Sunday, July 19, 2020

SHELLING

To be under a barrage of prolonged shelling simply magnified all the terrible physical and emotional effects of one shell. To me, artillery was an invention of hell. The onrushing whistle and scream of the big steel package of destruction was the pinnacle of violent fury and the embodiment of pent-up evil. It was the essence of violence and of man’s inhumanity to man. I developed a passionate hatred for shells. To be killed by a bullet seemed so clean and surgical. But shells would not only tear and rip the body, they tortured one’s mind almost beyond the brink of sanity. After each shell I was wrung out, limp and exhausted.
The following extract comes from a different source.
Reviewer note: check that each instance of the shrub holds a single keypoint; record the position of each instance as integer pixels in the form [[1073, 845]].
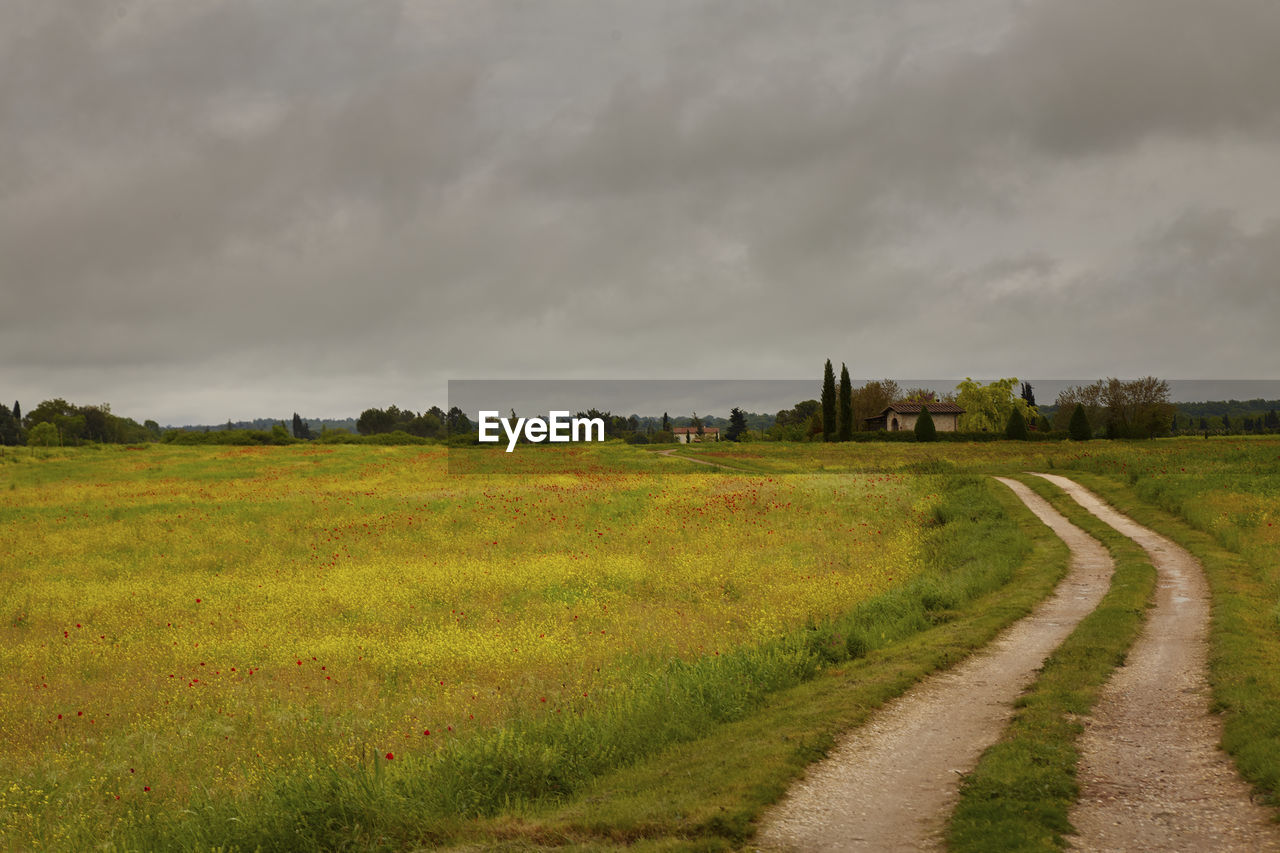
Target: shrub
[[924, 428]]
During prolonged shelling, I often had to restrain myself and fight back a wild, inexorable urge to scream, to sob, and to cry. As Peleliu dragged on, I feared that if I ever lost control of myself under shell fire my mind would be shattered. I hated shells as much for their damage to the mind as to the body. To be under heavy shell fire was to me by far the most terrifying of combat experiences. Each time it left me feeling more forlorn and helpless, more fatalistic, and with less confidence that I could escape the dreadful law of averages that inexorably reduced our numbers. Fear is many-faceted and has many subtle nuances, but the terror and desperation endured under heavy shelling are by far the most unbearable.

E.B. Sledge, With the Old Breed: At Peleliu and Okinawa (74). Random House Publishing Group. Kindle Edition.